Hi, I would vote for JSON-LD way.

@paulwalk It should be possible to remain backwards compatible (when someone ignores @context, @type, etc., the structure can be done in the same way as is now), right? Question is if that is a good idea or it would be better to work directly on some redesign (again, sooner rather than later)...

One might also ask why JSON-LD and not directly RDF.

paulwalk commented 3 years ago

@paulwalk It should be possible to remain backwards compatible (when someone ignores @context, @type, etc., the structure can be done in the same way as is now), right? Question is if that is a good idea or it would be better to work directly on some redesign (again, sooner rather than later)...

I think it would remain backwards-compatible for people parsing the document as JSON rather than JSON-LD. As far as I can see, the main thing that would be lost would be the namespace URI mapping - but the namespace prefixes would still be in the JSON.

One might also ask why JSON-LD and not directly RDF.

This is really just about tooling. The DMP system APIs are already handling JSON. Developers mostly prefer it to RDF because they get native programming language support etc. JSON-LD seems to hit the "sweet-spot" for many.

nicolasfranck commented 1 year ago

I think the use of JSON-LD would only break usage if you would decide to use a different way of expressing your attributes. JSON-LD allows for short attribute names or expanded names (name vs http://schema.org/name), compacted result or not; allows to express your values as regular strings, array of strings, array of hashes ..

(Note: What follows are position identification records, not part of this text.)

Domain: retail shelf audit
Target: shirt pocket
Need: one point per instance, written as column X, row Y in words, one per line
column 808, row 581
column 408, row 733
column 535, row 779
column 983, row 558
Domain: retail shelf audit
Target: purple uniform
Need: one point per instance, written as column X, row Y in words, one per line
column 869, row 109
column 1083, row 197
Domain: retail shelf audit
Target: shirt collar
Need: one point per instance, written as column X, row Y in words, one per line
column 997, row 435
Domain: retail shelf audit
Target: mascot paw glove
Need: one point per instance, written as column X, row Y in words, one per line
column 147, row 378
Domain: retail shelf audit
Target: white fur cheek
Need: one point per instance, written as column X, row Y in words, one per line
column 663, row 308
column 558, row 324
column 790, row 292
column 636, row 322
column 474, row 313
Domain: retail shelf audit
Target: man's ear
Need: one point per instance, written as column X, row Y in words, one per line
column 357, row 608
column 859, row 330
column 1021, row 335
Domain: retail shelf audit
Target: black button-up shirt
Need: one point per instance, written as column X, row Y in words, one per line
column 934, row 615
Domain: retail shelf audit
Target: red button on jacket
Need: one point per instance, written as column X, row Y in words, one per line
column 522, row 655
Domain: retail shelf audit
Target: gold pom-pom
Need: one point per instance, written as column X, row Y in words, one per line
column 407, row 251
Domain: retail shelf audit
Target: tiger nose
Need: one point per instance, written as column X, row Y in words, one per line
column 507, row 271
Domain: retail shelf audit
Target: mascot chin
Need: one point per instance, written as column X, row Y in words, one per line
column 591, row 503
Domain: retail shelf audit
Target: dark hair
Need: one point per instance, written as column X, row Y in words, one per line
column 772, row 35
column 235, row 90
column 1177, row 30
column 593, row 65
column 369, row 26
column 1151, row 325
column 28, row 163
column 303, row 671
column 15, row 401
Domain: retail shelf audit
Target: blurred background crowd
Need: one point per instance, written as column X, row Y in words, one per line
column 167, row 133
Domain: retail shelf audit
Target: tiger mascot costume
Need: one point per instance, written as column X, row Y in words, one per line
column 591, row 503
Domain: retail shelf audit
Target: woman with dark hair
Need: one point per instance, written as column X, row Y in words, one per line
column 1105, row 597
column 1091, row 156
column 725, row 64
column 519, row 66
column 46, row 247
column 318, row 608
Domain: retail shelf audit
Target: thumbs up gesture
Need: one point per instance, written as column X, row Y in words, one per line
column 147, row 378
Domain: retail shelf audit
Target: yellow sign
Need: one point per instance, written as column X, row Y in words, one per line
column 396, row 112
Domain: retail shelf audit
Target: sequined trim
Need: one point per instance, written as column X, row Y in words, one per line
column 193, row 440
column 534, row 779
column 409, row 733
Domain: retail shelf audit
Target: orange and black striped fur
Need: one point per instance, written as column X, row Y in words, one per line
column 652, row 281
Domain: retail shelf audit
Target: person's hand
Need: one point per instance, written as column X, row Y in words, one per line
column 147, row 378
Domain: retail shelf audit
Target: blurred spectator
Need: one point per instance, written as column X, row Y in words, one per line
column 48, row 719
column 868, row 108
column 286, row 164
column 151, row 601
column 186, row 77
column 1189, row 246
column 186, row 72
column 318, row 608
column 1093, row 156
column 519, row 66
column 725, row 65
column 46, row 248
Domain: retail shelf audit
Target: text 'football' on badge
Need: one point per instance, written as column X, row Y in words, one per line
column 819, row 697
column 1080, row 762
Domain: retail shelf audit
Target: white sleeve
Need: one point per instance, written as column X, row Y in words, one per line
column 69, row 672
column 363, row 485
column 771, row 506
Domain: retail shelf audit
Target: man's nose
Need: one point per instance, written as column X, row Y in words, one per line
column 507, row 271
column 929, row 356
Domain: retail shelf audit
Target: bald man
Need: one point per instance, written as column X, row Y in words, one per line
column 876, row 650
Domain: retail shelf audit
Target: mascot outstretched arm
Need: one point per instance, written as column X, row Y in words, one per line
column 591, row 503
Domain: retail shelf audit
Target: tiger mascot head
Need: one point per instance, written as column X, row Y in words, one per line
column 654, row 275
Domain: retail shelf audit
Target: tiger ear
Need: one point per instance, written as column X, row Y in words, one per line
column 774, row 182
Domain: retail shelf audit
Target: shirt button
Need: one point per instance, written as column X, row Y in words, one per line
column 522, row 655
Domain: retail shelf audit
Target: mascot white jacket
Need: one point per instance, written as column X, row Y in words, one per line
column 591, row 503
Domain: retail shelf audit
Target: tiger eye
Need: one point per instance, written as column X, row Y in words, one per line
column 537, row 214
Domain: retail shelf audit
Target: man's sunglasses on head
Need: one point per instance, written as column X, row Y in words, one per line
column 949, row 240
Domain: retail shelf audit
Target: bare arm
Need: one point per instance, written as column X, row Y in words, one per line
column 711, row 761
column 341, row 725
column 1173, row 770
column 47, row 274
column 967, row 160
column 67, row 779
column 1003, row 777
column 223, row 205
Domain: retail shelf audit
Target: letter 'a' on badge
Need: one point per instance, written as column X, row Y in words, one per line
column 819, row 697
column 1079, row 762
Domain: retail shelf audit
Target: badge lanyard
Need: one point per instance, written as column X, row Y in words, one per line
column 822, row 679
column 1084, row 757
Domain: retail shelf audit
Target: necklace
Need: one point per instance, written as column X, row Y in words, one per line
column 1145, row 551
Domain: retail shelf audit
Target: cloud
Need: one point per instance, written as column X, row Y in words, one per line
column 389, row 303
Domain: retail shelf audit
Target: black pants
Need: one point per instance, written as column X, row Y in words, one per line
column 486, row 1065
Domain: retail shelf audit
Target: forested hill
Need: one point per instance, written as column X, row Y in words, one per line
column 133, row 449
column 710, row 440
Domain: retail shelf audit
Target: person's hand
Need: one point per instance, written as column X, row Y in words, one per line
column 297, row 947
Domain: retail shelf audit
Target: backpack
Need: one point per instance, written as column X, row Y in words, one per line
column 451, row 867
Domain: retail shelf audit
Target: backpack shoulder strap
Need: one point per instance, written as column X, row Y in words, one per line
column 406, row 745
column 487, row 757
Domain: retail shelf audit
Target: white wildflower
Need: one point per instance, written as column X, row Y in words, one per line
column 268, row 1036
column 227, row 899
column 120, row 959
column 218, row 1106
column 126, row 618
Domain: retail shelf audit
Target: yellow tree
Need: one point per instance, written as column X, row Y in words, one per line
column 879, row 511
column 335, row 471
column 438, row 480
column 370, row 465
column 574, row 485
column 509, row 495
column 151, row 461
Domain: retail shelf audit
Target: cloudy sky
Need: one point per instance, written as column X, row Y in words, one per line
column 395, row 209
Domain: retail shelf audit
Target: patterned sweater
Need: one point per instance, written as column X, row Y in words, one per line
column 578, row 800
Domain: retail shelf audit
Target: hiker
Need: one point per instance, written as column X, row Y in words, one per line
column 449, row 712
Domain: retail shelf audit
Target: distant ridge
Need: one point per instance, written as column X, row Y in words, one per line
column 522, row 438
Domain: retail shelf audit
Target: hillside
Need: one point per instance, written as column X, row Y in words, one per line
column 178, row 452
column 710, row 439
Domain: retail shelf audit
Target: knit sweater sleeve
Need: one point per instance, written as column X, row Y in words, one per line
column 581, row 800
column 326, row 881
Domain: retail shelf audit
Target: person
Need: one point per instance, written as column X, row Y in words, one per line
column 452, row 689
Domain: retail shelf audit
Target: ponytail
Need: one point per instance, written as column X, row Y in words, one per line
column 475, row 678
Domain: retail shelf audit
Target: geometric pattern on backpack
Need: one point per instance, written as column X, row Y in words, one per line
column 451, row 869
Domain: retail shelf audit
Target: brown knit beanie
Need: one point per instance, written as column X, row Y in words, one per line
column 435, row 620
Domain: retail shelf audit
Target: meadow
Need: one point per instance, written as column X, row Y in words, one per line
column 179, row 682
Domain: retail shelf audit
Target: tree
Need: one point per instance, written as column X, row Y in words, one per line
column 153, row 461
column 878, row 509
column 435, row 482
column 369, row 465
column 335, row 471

A little sidewalk: IIIF v2 uses JSON-LD, but implementers rapidly started to realise that attribute values can be anything (reference url? regular string? array of reference urls?). IIIF v3 therefore decided to be far more strict;

And that is what one should probably do to make other developers' live easier. Let's not forget that most JSON parsers are just JSON parsers, and are not like XML parsers that can handle namespaces.